Years of Trump’s election lies have helped distort the American political system to his advantage, while leaving millions of his supporters distrustful of provable facts. The election denials have seeped into American politics at every level over the past two years. Six out of 10 American voters will see the name of at least one Republican who denies the 2020 election result on their ballot on Nov. 8, according to a tally by FiveThirtyEight.
Republican Senator Ron Johnson embodied that party-wide shift while speaking with reporters in Wisconsin this week. Johnson not only refused to say he would accept the results on Tuesday no matter the outcome, his response took a conspiratorial turn. “Is something going to happen on Election Day?” he mused, according to the Washington Post. “Do Democrats have something up their sleeves?”
Significant damage to American democracy has already been done, argues Jessica Levinson, a constitutional law professor at Loyola Law School. “In a lot of ways, our democracy is not what it was a decade ago. This is not your grandfather’s democracy,” Levinson says. She describes the argument Trump and some current Republican candidates have been making as “if I win, trust the vote. If I lose, there’s massive fraud.” That, Levinson says, “is not an argument you can make in a truly democratic system.”
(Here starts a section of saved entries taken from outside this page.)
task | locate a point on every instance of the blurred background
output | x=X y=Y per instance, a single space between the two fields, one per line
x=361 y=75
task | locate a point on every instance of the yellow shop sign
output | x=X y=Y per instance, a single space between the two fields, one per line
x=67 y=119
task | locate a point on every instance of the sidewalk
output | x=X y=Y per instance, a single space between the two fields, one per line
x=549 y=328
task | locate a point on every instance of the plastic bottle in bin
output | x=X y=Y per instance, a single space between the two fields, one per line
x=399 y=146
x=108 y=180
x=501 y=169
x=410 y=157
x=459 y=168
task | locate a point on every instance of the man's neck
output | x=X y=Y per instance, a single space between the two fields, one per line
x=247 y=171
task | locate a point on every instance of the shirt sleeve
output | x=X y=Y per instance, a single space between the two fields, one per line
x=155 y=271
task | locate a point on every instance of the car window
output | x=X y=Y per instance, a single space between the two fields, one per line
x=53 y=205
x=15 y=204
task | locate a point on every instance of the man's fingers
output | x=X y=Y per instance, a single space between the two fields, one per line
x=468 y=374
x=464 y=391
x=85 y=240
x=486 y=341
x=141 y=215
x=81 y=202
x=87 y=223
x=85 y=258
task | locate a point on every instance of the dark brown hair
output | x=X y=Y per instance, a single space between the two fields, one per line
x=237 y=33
Jamie Deeds, who brought her son, 11, and her daughter, 13, to the rally, knows something about how elections are conducted. She was a poll worker in Iowa during the 2020 election and is confident the count she helped oversee was accurate. “We can’t leave that polling place until all of the numbers are correct. If there’s one number off, you have to recount everything,” she says.
She is less trusting of the 2020 vote in “bigger cities.” The way the vote totals swung late toward Biden on election night, as was widely predicted once mail-in ballots were counted, made her question the result. She said she saw reports about fake votes and dead people voting and thought it was “sketchy.” Even after those allegations were adjudicated in court and largely dismissed for lack of evidence, she still wasn’t convinced.
She says she will vote this year and will trust the local results, but that trust doesn’t extend to the national level. “I don’t think we can ever trust another presidential election,” Deeds said.
The next presidential election was on Trump’s mind Thursday night. Along with encouraging the crowd to “vote Republican in a giant red wave” and endorsing Republicans on the ballot including Senator Chuck Grassley and Gov. Kim Reynolds, he also teased his plans to announce a third run for President, as he has done in previous rallies. But even in that moment, Trump felt compelled to again remind those in attendance of his view on what happened the last time he was on the ballot.
“I ran twice, I won twice,” Trump said. “And now in order to make our country more successful and safe and glorious, I will very very very probably do it again.”